Nur selten geschieht es, dass mich ein Buch so in seinen Bann zieht, dass ich alles vergesse - sogar, dass ich Autor bin. Dann versinke ich so wie früher in der Welt des Buchs, ziehe mich in einen Sessel zurück und kümmere mich um nichts mehr. Wenn dann auch noch Sonntag ist, es draußen regnet und ich alles, was ich am Wochenende erledigen wollte, erledigt habe, dann wird es ein richtig guter Tag.
So ein Tag ist heute, und das Buch, dem ich ihn verdanke, ist Pompeji von Robert Harris (bzw. in der englischen Originalversion, die ich gerade lese, Pompeii). Großartig geschrieben, großartig recherchiert, atemlos spannend, und nebenbei lernt man auch noch eine Menge über die meisterliche Ingenieurskunst der Römer. Besser kann man es nicht machen.

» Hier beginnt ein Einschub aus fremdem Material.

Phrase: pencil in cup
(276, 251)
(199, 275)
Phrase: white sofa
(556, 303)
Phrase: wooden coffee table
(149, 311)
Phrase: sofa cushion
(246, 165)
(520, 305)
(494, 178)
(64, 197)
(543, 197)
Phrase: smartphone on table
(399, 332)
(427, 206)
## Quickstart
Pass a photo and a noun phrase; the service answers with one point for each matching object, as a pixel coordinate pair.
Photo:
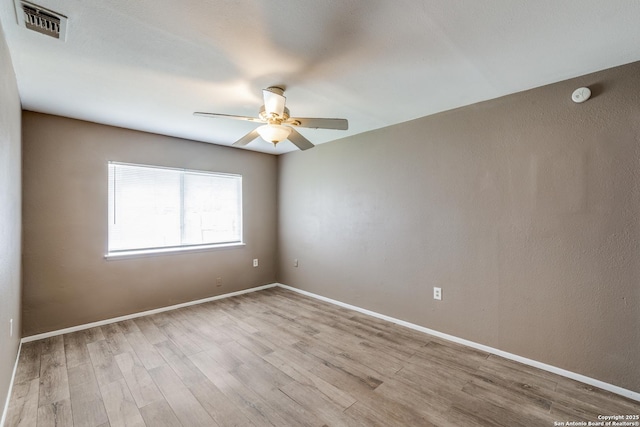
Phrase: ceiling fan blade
(228, 116)
(273, 101)
(299, 141)
(246, 139)
(314, 123)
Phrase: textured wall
(10, 205)
(524, 209)
(68, 282)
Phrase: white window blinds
(153, 207)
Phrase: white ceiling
(149, 64)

Leider lernt man von derart guten Büchern nicht so viel wie von schlechten. Es ist eben einfacher, einen Fehler in der Konstruktion zu erkennen als zu sehen, warum etwas perfekt ist - so wie man einen Riss im Putz einer Wand leichter sieht als die fehlerlose Konstruktion darunter, die das ganze Haus aufrecht hält. Aber das ist mir egal - Hauptsache, mein innerer Lektor hält endlich mal die Klappe!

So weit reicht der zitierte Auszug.